Inspired in equal parts by action-packed wuxia films (a Chinese genre focused on martial artists) and the classic Chinese novel Water Margin, S.L. Huang’s The Water Outlaws follows a group of heroes struggling to build a place for themselves in an alternative imperial China. Lin Chong, a former arms master who lost her position thanks to a petty and vengeful member of the royal court, is nearly killed en route to a prison camp. She joins forces with a group of outlaws known as the Liangshan Bandits, who have created a refuge for those who are on the wrong side of the law—and the wrong side of gender and power hierarchies. Lin Chong begins to redefine her life alongside poets, progressive thinkers and others rejected by the empire. But their refuge isn’t guaranteed to last forever, and Lin Chong and her new companions must fight in order to preserve their community.

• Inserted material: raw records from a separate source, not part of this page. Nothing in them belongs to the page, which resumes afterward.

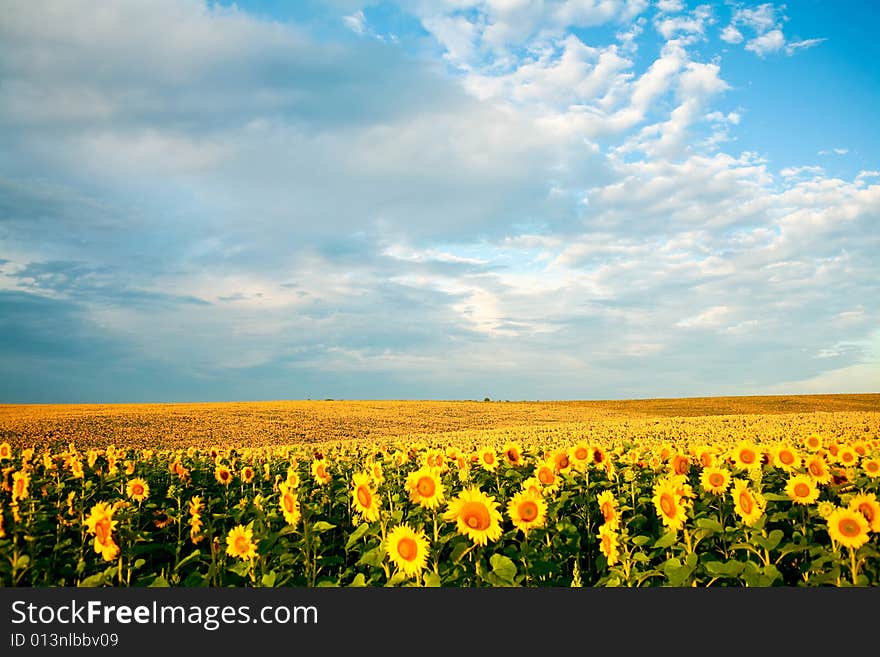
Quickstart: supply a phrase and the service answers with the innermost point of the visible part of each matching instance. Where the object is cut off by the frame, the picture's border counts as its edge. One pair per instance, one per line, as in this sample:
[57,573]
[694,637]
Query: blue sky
[568,199]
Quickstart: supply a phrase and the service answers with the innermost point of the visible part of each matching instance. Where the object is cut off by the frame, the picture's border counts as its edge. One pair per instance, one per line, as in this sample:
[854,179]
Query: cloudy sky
[557,199]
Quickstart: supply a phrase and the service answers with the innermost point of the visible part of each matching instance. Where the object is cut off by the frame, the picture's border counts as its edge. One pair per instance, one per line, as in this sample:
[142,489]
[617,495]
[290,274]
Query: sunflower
[871,467]
[848,527]
[488,459]
[705,455]
[292,480]
[546,476]
[746,456]
[668,504]
[609,544]
[818,469]
[608,508]
[680,464]
[240,543]
[289,503]
[223,475]
[513,453]
[407,549]
[561,460]
[785,457]
[532,484]
[715,480]
[847,456]
[581,455]
[137,489]
[813,442]
[867,505]
[748,504]
[100,523]
[527,510]
[365,500]
[435,459]
[802,489]
[476,515]
[20,485]
[320,471]
[425,487]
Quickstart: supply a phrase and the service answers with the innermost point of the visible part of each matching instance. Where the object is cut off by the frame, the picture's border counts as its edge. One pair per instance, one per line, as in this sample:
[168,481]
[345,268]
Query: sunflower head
[746,455]
[240,543]
[513,453]
[289,503]
[364,498]
[476,515]
[748,504]
[425,487]
[488,459]
[848,528]
[137,489]
[715,480]
[868,506]
[527,510]
[802,489]
[407,549]
[669,505]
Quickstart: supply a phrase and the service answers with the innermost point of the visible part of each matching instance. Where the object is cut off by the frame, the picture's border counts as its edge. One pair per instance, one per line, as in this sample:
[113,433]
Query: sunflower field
[780,500]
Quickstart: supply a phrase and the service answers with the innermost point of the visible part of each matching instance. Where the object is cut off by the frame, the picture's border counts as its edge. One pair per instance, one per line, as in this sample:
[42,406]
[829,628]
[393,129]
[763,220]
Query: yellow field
[760,491]
[251,424]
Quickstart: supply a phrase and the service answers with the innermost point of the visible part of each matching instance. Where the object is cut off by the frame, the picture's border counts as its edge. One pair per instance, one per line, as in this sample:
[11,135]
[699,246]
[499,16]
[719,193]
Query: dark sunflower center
[528,511]
[426,487]
[475,515]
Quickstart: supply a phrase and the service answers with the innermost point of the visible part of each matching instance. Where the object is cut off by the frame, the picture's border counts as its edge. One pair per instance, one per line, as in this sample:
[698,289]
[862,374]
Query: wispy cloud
[522,200]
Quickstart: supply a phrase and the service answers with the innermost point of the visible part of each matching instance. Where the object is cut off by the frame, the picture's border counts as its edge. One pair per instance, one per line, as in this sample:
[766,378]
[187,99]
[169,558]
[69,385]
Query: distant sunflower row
[568,511]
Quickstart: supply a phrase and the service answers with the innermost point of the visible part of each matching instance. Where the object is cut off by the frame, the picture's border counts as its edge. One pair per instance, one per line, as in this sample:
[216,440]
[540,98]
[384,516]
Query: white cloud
[793,46]
[670,6]
[356,22]
[710,318]
[731,35]
[792,172]
[552,192]
[768,42]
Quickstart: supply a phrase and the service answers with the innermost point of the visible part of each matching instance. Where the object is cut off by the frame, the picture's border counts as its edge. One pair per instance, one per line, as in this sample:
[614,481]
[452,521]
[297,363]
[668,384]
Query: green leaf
[240,568]
[503,567]
[373,557]
[459,550]
[667,540]
[432,580]
[710,524]
[723,568]
[398,577]
[186,560]
[92,580]
[356,535]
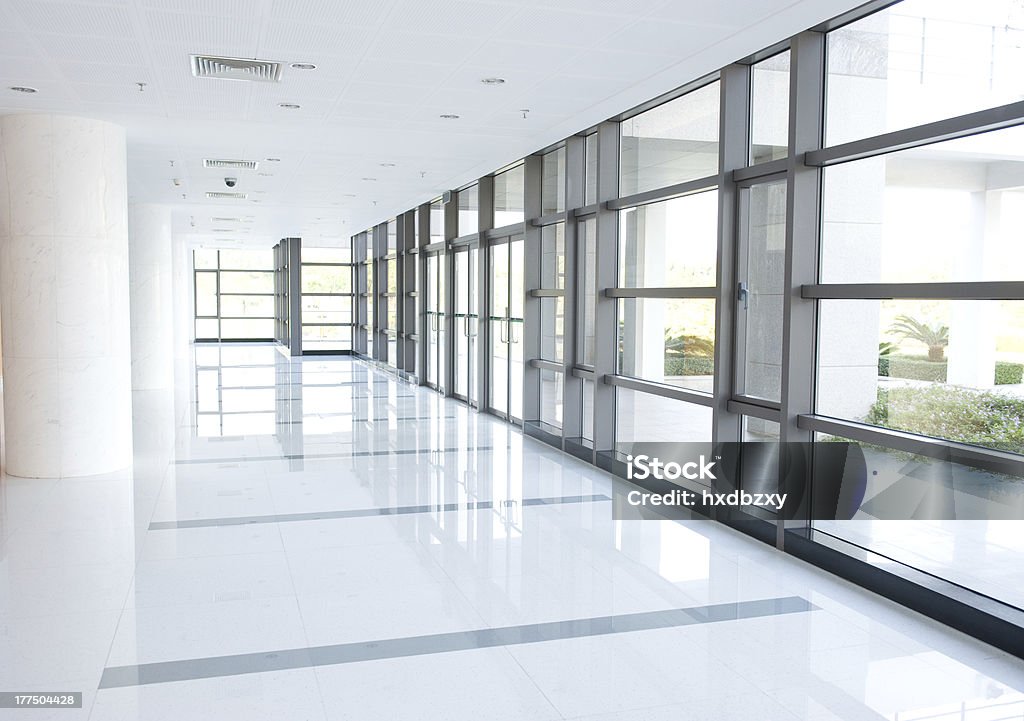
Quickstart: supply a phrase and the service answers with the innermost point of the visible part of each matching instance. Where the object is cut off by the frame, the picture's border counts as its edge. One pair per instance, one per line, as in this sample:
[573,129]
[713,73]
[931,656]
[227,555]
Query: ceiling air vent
[236,69]
[230,164]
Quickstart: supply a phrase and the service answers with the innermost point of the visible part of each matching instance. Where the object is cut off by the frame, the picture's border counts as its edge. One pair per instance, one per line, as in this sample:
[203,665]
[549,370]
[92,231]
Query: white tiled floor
[85,585]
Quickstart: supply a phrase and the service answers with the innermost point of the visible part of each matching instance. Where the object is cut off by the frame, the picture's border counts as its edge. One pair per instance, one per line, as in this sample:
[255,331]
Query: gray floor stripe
[366,512]
[308,456]
[214,667]
[325,417]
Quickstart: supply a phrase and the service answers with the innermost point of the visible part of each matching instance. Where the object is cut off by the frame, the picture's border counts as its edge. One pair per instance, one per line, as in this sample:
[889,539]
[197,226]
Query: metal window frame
[801,170]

With The Water Outlaws, Huang explores the space between what is good and what is lawful. Despite often claiming to work for the good of the emperor and the empire, Lin Chong and her compatriots do not always (or even usually) stay within the confines of the law. They lie, cheat and even kill to maintain the peace that they have carved out for themselves within a society they see as corrupt. Their cause is just, Lin Chong reminds herself, even if their methods are not always lawful.
The Water Outlaws is above all else a story of femme and queer resistance. In Liangshan, Huang creates an accepting alternative society that celebrates marginalized gender identities, a mirror of the communities that exist in our own world to protect the most vulnerable. That isn’t to say that The Water Outlaws is a gentle story: Its pages are filled with violence against the Liangshan Bandits and also against women like the noble Lu Junyi, one of Lin Chong’s former students who is trying to work within the confines of the empire to enact change. But amid the darkness its characters face, The Water Outlaws captures the wonder and fun of wuxia, complete with epic fight scenes, death-defying feats of martial arts and the occasional bit of actual magic. Huang champions the underdogs, even in the face of the impossible.